Киномеханик в кабине дал знак, что первый сеанс начинается. Кинозал был полон рабочих, мужчин и женщин. Все говорили о всеобщей забастовке.
Показывали как раз «Две сиротки»[30] Моретти, картину о Великой французской революции.
Народ был взбудоражен и воспламенен стачкой. Все головы были полны нетерпения и ожидания. В воздухе пахло митингом, демонстрацией, протестом и от тел рабочих — машинным маслом.
Первый сеанс закончился. Зал опустел и тут же снова наполнился под завязку — такими же измученными ткачами. Прежде чем второй сеанс начался, на эстраду поднялся директор и произнес «коротенькую» речь, раскланиваясь во все стороны с милой, приятной улыбкой.
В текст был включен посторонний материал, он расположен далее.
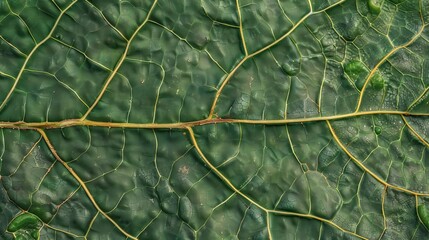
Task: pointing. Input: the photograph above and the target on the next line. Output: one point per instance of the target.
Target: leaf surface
(217, 119)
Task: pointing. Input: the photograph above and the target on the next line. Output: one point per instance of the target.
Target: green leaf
(214, 119)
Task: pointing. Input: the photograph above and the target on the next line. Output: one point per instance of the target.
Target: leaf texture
(223, 119)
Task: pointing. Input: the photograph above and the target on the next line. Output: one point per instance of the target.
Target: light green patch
(374, 6)
(423, 212)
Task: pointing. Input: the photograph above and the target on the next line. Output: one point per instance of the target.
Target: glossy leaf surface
(214, 119)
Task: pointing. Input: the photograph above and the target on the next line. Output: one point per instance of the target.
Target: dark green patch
(423, 212)
(377, 130)
(377, 81)
(25, 226)
(374, 6)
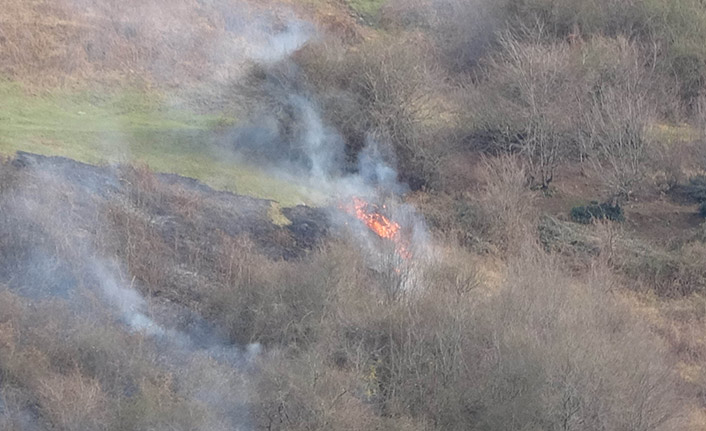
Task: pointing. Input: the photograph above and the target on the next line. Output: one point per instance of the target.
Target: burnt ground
(169, 236)
(163, 197)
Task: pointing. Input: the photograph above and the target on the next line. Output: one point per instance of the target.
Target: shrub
(595, 211)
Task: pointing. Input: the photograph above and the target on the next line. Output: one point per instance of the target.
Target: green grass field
(131, 126)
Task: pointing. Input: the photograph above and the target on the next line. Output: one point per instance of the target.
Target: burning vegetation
(372, 217)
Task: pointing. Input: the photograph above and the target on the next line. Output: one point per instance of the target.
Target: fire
(379, 224)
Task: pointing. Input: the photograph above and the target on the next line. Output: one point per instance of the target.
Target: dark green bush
(595, 211)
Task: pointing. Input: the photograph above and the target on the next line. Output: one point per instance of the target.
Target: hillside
(352, 215)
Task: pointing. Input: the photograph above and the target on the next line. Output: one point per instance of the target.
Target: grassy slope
(129, 126)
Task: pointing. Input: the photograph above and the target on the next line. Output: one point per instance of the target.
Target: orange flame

— Почтеннейшая публика! — начал директор. — Дабы доставить удовольствие уважаемым гостям, я специально пригласил диктора, который будет объяснять фильмы. Я не жалел ни расходов, ни трудов, чтобы доставить в Лодзь, в мой кинотеатр «Венус», лучшего диктора. Партии, которой он прежде служил, я заплатил за него баснословную сумму отступных. Диктор, который сейчас продемонстрирует вам, дорогие гости, свой голос, уже вдохновлял митинги в сотни тысяч человек. Фашисты предлагали ему пойти к ним на службу, обещая платить по пять тысяч долларов в месяц. Коминтерн в Москве предлагал ему десять тысяч долларов. Да, господа, целых десять тысяч!..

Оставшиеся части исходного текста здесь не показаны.